In recent weeks Baltimore has received more than $37 million in federal stimulus disbursements to stabilize neighborhoods, assist residents with energy costs and improvements all while rebuilding the local economy during the prolonged recession.
The U.S. Housing and Urban Development’s Neighborhood Stabilization Program (NSP) awarded the Healthy Neighborhoods Consortium $26,092,880 and $5,289,216 to Chicanos Por La Causa Inc. on behalf of locally based Mi Casa Inc. The two agencies were the only recipients of funding in Maryland.
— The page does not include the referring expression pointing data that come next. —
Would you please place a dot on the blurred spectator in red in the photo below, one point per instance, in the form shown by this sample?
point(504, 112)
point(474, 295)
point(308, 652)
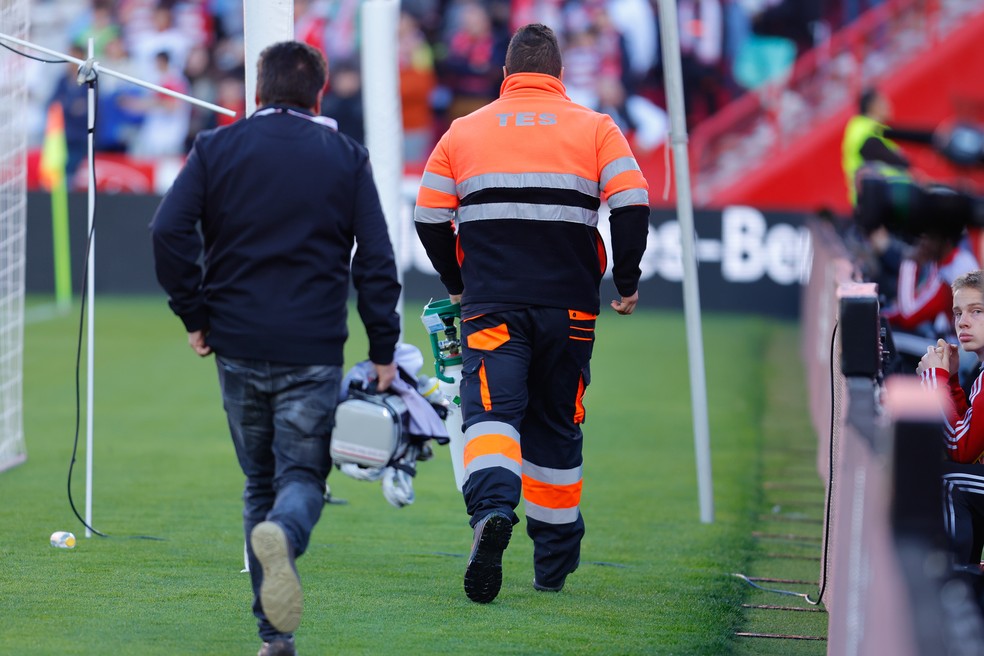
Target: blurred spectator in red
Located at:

There were 482 applicants, requesting over $15 billion in support.
Funded through the American Recovery and Reinvestment Act (ARRA), the grants were awarded competitively to applicants who developed the most innovative ideas to rebuild local communities by purchasing vacant, foreclosed properties and putting them back into productive use, while demonstrating that they have the capacity to be responsible stewards of taxpayer dollars.
“It is extraordinary that two NSP applications from Baltimore received awards,” said Housing Commissioner Paul T. Graziano. “We have wonderful neighborhoods that were turning around and poised for continued long term investment before the foreclosure crisis. This support will ensure that those investments will not be in vain.”
The proposed neighborhoods in Baltimore where work will be focused are: Belair-Edison, Better Waverly, Coldstream Homestead Montebello, Reservoir Hill, Patterson Park/McElderry Park, Barclay/Old Goucher, Johnston Square and Ednor Gardens. The federal government appropriated $2 billion in NSP funds on an emergency basis to mitigate the impacts of foreclosures and abandonment on communities around the country.
The award also requires housing counseling for families receiving homebuyer assistance funds. In addition, it will protect homebuyers by requiring grantees to ensure that new homebuyers under the program obtain a mortgage from a lender who agrees to comply with sound lending practices.
In July, the Healthy Neighborhoods Consortium, which includes Healthy Neighborhoods Inc., Baltimore City Department of Housing and Community Development, Chesapeake Habitat for Humanity, Druid Heights Community Development Corporation, St. Ambrose Housing Aid Center and Telesis Baltimore Corporation, submitted an application for the funds. Mi Casa Inc. participated in a national consortium of non-profit organizations, led by Chicanos Por La Causa.
President Barack Obama signed the Recovery Act into law last Feb. 17 as the country faced the greatest economic crisis since the Great Depression. The $787 billion Recovery Act program has already provided nearly $100 billion in tax relief for families and businesses, helped fill critical budget gaps for hard-hit state and local governments and jump-started tens of thousands of projects that are laying a new foundation for long-term economic growth.
Energy package seeks to cuts cost, create jobs
Citizens and energy advocates were on hand for the announcement that Baltimore is also receiving a $6.37 million energy stimulus package from the U.S. Department of Energy.
One million dollars of the funding will be allocated to begin a Community Energy Grant Program. The program will enable community organizations and non-profits like “A Step Forward,” an energy efficient transitional housing unit in west Baltimore, to perform cost-saving energy improvements in neighborhood buildings and facilities. Applications for the program will become available this spring.
“With the new stimulus funds we have received, the city will be able to advance further towards becoming a cleaner, greener and sustainable city,” said Mayor Sheila Dixon.
The stimulus funds will be used in 18 program activities ranging from community projects and renewable energy to new energy financing structures. More than 30 percent of the funding will be put to use in the community, for the creation of new initiatives and to fill funding gaps or shortfalls in existing energy programs. Funds will be used to supplement the Baltimore Neighborhood Energy Challenge, a program that helps households reduce energy use.
A new Baltimore Commercial Energy Challenge will be implemented for greener and more energy efficient buildings. A youth energy conservation component will be added to the existing summer YouthWorks program. Plans also include installation of city building retrofits for utility cost savings.
The city’s energy division estimates that once fully implemented, 500 jobs will have been created or retained by the stimulus package.